Arrival in Nukus, capital of Autonomous Republic of Karakalpakstan. Transfer to hotel and check-in. Excursion in Savitskiy museum. Leisure time. Overnight rest in hotel.

Welcome to the capital of the Karakalpakstan Autonomous Republic - Nukus, our starting point for traveling to little-studied Ustyurt Plateau and disappearing Aral Sea.
The city, which occupies an area of 200 sq km, is situated in the north of Uzbekistan, in an oasis in the southern part of the contemporary Amudarya delta, near the famous shrinking Aral Sea. Nukus is the sixth-largest city of Uzbekistan, with a population of around 250,000. It developed from a small settlement into a Soviet-style modern city by the 1950s. With the fall of the USSR and growing environmental disaster of the Aral Sea, the city’s situation has deteriorated. Contamination of the region by wind-borne salt and pesticides from the dry Aral Sea bed have turned the surrounding area into a wasteland.

Overnight rest in hotel.

Day 2. Nukus - Kungrad - Ustyurt Plateau - Sudochye Lake - Aral Sea.
Early breakfast at the hotel. At 07:00 in the morning departure from Nukus. Proceeding to Kungrad, then up to Ustyurt Plateau. Transfer to Sudochye Lake. Proceeding to Village of Urga, first Russian settlement in Khorezm and Aral Sea region, lunch en route. Then transfer to Aral Sea. Photographing canyons en route. Arrival at camp site; descent to shoreline. Dinner. Overnight in tents.

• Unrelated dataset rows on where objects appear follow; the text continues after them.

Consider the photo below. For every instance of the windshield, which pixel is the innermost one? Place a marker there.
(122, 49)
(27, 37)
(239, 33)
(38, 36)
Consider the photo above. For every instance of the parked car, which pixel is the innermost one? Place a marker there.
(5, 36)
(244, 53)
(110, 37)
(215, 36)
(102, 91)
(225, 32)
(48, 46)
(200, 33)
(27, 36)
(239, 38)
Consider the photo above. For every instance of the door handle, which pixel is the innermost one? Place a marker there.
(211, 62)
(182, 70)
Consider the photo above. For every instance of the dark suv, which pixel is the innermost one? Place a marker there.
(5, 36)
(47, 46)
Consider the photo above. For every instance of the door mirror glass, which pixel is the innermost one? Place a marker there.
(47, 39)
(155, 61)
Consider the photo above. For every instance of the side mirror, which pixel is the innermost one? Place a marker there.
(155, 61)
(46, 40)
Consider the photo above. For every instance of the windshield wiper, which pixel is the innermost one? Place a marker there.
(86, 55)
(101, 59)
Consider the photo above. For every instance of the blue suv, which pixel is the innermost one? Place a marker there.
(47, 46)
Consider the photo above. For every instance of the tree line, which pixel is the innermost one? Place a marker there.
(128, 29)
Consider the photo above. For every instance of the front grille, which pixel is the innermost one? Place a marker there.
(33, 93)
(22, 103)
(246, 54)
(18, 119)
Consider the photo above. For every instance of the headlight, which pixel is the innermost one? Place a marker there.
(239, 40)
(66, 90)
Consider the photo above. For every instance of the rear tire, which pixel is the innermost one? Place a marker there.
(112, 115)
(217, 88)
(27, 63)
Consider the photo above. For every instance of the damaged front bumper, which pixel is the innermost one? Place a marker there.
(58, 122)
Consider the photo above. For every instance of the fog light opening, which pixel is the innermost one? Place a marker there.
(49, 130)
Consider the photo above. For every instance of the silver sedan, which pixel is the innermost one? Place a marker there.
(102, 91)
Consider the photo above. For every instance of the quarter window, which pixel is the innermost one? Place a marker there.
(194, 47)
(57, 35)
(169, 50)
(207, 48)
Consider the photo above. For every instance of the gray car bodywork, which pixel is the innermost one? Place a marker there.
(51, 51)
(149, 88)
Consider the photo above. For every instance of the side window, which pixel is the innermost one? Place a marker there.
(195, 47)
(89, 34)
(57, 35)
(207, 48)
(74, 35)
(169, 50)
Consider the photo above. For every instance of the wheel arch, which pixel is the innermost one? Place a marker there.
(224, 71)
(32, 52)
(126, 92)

In the morning you are going towards Ustyurt Plateau (the town Kungrad) and then, through the village Sudochye, to today’s shore of the Aral Sea, the tragic fate of which has become an enormous ecological problem the whole world is concerned about.
We will stop in the deserted Village of Urga. In the 1950s it was an ordinary functioning fishery village on the shore of Sudochye Lake, with population of a few hundred. It was one of the first Russian settlements in Khorezm. The last resident left the village in 1971.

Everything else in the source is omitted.